Cette perspective évangélique renvoie à deux autres romans de Patrícia Melo, où l'évêque Marlênio fonde une secte évangélique et épouse l'ex-femme de Maiquel (O Matador et Monde Perdu). Mais les anciennes pratiques religieuses comme le candomblé conservent leur place. Le baba, prêtre du culte fétichiste afro-brésilien entre en contact avec les divinités, il en reçoit des instructions et les transmet aux adeptes. Ingrid s'est emparée de l'idée — qui fait réagir son amant :

« Tuer Fúlvia, trouver un baba pour tuer Fúlvia, tu sais comment ça va se terminer ? lui avais-je demandé quelques heures auparavant, quand elle m'a raconté son plan idiot, on va se mettre dans de sales draps, j'ai dit, j'espère que tu te rends compte de la situation, ce baba dont tu dis qu'il est sûr, cet ancien marchand de légumes qui était un ami de ta mère et qui t'a proposé de t'aider, ce type va finir par faire une connerie, il va tenter de faire du recel de téléviseurs volés, ou il va planter un couteau dans le ventre d'un homosexuel ou que sais-je encore, il va se faire arrêter, il sera passé à tabac au commissariat et là tu peux être sûre qu'il finira par te dénoncer.»

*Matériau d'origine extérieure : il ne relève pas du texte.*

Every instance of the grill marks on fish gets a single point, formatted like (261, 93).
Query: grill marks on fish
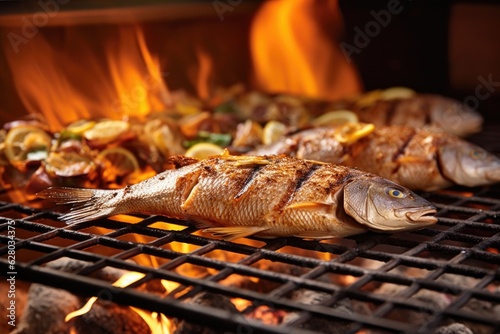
(247, 183)
(401, 151)
(234, 197)
(302, 174)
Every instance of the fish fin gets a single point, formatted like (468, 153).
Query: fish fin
(178, 161)
(410, 159)
(308, 206)
(247, 160)
(235, 232)
(92, 203)
(66, 195)
(315, 235)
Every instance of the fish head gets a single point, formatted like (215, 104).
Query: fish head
(467, 164)
(385, 206)
(455, 117)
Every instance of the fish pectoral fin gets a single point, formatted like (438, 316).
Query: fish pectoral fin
(235, 232)
(308, 206)
(315, 235)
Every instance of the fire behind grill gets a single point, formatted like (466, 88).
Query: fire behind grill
(465, 242)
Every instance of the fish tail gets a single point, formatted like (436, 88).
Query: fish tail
(91, 204)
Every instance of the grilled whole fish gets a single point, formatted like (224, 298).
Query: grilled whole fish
(415, 111)
(269, 196)
(420, 159)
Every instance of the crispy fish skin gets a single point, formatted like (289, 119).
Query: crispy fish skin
(269, 196)
(420, 159)
(417, 111)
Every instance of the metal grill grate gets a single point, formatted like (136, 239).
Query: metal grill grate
(465, 244)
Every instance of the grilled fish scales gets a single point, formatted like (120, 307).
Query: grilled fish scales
(417, 158)
(269, 196)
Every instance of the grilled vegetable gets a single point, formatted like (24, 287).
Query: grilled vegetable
(267, 196)
(420, 159)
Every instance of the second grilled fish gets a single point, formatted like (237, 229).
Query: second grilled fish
(266, 196)
(420, 159)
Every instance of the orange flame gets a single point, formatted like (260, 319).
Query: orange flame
(293, 53)
(111, 74)
(157, 322)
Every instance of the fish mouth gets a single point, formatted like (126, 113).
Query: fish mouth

Roman après roman, Patrícia Melo dépeint une société brésilienne où la violence règne aussi bien dans les classes populaires (dans "Enfer") que chez les bourgeois de São Paulo ou de Rio. Autre thème récurrent, celui des croyances et pratiques religieuses, que l'on retrouvera dans "Monde Perdu". Enfin, son style efficace, moins brut que dans "O Matador", contient ici davantage d'ironie. C'est, sans mentir, un livre jubilatoire.

 

• Patrícia MELO : Éloge du mensonge
Traduit du portugais par Marie Abdali. Actes Sud, coll. Babel, 2001, 236 pages.